October 31, 2017
Marketing your book in person
When the Crescent City public library hosted “Meet & Greet the Authors” at the Crescent City Woman’s Club last weekend, this well-organized event gave me an opportunity to meet other writers and readers in my area. I sold more books in our small town than I’d sold over the past few months on Amazon, and I also learned a lot!
People want to get to know you before they buy your books.
Since most readers also want to know more about the area in which they live, book browsers seemed especially interested in my poetry from a natural Florida perspective. And, they hung around book tables where other authors had histories and mysteries set in our state or county.
Books on your locale will be most apt to sell.
Although it’s not yet November, I made a point of mentioning how some of my books might make nice gifts for Christmas. Then, I asked if the buyer wanted me to sign a book with the name of the person for whom they’d bought the gift or, in case they seemed unsure, if they wanted an autograph with a greeting appropriate for anyone.
Children’s books do particularly well as gifts.
Generic signings might be “God bless” or “Happy reading!” followed by an autograph.

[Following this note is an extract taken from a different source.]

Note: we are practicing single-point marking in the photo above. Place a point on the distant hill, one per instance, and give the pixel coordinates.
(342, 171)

Did I mention that I sign in pencil? My handwriting has deteriorated a bit, plus I’m apt to misspell my own name! An ink pen would have marred 3 signings, but as it was, I could easily erase.

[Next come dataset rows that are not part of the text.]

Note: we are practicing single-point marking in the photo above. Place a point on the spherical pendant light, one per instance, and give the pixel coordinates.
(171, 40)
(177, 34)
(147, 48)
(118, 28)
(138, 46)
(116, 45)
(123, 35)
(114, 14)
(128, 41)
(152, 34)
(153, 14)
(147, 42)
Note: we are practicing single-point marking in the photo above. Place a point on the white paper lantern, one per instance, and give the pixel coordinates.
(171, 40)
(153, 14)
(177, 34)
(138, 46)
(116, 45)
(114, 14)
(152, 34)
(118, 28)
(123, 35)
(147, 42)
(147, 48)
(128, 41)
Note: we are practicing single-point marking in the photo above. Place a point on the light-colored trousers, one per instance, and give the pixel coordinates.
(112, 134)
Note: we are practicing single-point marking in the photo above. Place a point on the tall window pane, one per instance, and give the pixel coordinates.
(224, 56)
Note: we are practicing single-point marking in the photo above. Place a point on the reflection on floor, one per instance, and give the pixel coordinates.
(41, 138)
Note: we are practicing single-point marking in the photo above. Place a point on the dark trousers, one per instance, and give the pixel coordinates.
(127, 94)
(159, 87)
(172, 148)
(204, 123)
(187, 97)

Having someone (in my case, my supportive husband) to take monies, make change, and note which titles sold was another big plus as this left me free to chat with people, answer questions, and simply ask, “What do you like to read?” That latter question helped me to direct buyers toward titles that might interest them the most – even though they said they don’t normally buy poetry!

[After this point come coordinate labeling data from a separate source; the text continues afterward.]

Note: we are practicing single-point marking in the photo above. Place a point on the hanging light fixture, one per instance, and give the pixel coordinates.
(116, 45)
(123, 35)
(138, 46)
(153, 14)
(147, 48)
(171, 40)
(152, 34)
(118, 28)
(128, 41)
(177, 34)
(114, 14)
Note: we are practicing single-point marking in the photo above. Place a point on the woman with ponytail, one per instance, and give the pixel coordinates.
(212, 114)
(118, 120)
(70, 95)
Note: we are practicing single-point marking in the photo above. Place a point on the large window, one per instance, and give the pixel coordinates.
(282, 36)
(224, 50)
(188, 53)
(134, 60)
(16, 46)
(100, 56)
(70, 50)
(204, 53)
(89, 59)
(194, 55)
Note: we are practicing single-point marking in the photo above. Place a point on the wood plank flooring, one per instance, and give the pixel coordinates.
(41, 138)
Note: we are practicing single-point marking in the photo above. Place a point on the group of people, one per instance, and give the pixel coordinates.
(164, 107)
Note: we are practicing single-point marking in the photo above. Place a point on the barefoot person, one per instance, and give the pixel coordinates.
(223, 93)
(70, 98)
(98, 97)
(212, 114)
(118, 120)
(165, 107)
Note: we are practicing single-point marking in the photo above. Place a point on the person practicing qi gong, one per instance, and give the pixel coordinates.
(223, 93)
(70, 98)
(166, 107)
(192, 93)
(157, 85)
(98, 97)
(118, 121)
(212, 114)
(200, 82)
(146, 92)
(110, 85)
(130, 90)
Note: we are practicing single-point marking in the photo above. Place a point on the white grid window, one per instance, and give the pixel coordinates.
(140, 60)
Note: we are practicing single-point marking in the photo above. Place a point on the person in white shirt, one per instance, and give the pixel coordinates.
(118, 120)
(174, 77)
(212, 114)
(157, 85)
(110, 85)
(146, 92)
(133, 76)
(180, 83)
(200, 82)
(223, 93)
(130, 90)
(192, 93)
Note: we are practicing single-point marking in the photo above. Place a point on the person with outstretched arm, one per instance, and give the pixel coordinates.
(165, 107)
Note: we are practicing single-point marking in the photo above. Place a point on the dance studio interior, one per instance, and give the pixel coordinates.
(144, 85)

In addition to this event, which featured about a dozen writers and their books, our public library often invites locals poets and writers to give readings, which can be another opportunity to market a book. Those occasions also give a chance to answer questions and talk about what evoked a subject, scene, or poem, which inevitably interests potential book buyers even more.
Besides investigating what your local library has to offer, other opportunities for marketing your books in person can occur when you’re a guest speaker in a public school, bookstore, community building, church fellowship hall, or club meeting. If no such events have been planned, consider asking about the possibilities or organizing an event yourself.